Description Sean Plaice 2005-10-15 04:40:49 UTC
This system is scheduled to be updated the latest RHEL4-u2 kernel, but listed
fixes for kernel-2.6.9-22 does not list anything that appears to address this.

I found some other information on the net regarding other experiencing this
problem with similar call traces, and similar usage (data=journal mounts). This
post to ext3-users specifically
https://www.redhat.com/archives/ext3-users/2005-February/msg00045.html.

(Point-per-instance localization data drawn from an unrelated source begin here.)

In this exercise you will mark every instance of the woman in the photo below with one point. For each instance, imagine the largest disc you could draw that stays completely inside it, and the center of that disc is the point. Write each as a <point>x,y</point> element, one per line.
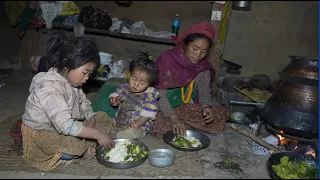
<point>185,85</point>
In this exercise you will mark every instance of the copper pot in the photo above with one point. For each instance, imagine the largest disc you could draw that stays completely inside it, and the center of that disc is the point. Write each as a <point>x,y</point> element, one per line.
<point>301,70</point>
<point>293,107</point>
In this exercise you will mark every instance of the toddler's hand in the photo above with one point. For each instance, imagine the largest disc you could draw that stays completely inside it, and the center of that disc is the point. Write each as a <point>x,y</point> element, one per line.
<point>116,101</point>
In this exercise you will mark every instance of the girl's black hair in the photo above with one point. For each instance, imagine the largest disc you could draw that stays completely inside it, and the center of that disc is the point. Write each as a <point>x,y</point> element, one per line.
<point>195,36</point>
<point>66,51</point>
<point>144,63</point>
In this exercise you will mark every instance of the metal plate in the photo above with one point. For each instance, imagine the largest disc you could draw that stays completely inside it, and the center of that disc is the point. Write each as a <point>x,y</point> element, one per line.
<point>101,152</point>
<point>274,159</point>
<point>204,140</point>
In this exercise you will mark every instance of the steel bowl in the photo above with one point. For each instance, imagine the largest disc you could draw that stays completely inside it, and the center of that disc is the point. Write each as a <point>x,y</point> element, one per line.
<point>274,159</point>
<point>161,157</point>
<point>204,140</point>
<point>101,151</point>
<point>238,117</point>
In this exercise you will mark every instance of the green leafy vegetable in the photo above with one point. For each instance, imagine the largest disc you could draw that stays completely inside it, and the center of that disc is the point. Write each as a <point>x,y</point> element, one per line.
<point>288,169</point>
<point>182,142</point>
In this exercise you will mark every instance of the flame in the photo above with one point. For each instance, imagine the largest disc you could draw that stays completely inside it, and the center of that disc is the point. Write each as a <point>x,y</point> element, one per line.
<point>311,151</point>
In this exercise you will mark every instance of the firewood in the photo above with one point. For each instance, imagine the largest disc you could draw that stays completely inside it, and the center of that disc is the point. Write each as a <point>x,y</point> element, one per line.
<point>272,149</point>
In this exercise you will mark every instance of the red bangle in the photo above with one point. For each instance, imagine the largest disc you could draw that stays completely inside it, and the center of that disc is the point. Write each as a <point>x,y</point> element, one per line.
<point>133,124</point>
<point>113,100</point>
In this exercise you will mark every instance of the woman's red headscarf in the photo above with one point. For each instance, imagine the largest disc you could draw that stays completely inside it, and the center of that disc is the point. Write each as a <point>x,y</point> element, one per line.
<point>174,68</point>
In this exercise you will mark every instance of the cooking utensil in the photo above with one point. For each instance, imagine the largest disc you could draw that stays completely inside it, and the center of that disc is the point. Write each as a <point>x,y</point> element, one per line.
<point>204,140</point>
<point>259,105</point>
<point>293,107</point>
<point>246,94</point>
<point>101,151</point>
<point>274,159</point>
<point>161,157</point>
<point>238,117</point>
<point>241,5</point>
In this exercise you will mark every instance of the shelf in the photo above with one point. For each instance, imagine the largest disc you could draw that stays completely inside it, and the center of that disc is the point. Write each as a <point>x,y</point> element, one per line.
<point>120,35</point>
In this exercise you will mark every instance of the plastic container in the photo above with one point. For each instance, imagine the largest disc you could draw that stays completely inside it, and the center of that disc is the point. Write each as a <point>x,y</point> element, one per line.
<point>105,58</point>
<point>176,25</point>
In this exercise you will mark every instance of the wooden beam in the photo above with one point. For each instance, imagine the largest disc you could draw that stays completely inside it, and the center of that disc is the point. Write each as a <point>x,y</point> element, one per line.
<point>221,27</point>
<point>120,35</point>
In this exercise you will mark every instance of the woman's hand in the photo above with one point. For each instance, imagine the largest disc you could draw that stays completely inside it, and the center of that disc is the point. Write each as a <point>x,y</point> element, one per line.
<point>177,126</point>
<point>208,114</point>
<point>105,140</point>
<point>91,122</point>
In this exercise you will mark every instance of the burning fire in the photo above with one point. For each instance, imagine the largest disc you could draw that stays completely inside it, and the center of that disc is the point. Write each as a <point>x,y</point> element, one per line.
<point>311,151</point>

If this has been addressed in the latest U2 kernel please let me know, if not
please advise on status. This is a production system so I am not able to do any
intrusive tests.

Thanks.

Application:
kernel-2.6.9-11.ELsmp
Raid controller driver megaraid_mbox 
qmail mail system

Hardware:
Dell PowerEdge 2850
Perc4e/Di Raid Control (LSI Megaraid) - configured in RAID10

Filesystem Configuration:
/dev/sda3 on / type ext3 (rw)
/dev/sda2 on /boot type ext3 (rw)
/dev/sda8 on /var type ext3 (rw,noatime,nodiratime)
/dev/sda9 on /var/qmail/queue type ext3 (rw,noatime,nodiratime,data=journal)
/dev/sda5 on /var/scanner type ext3 (rw,noatime,nodiratime)
/dev/sda6 on /usr/vpopmail/domains type ext3 (rw,noatime,nodiratime)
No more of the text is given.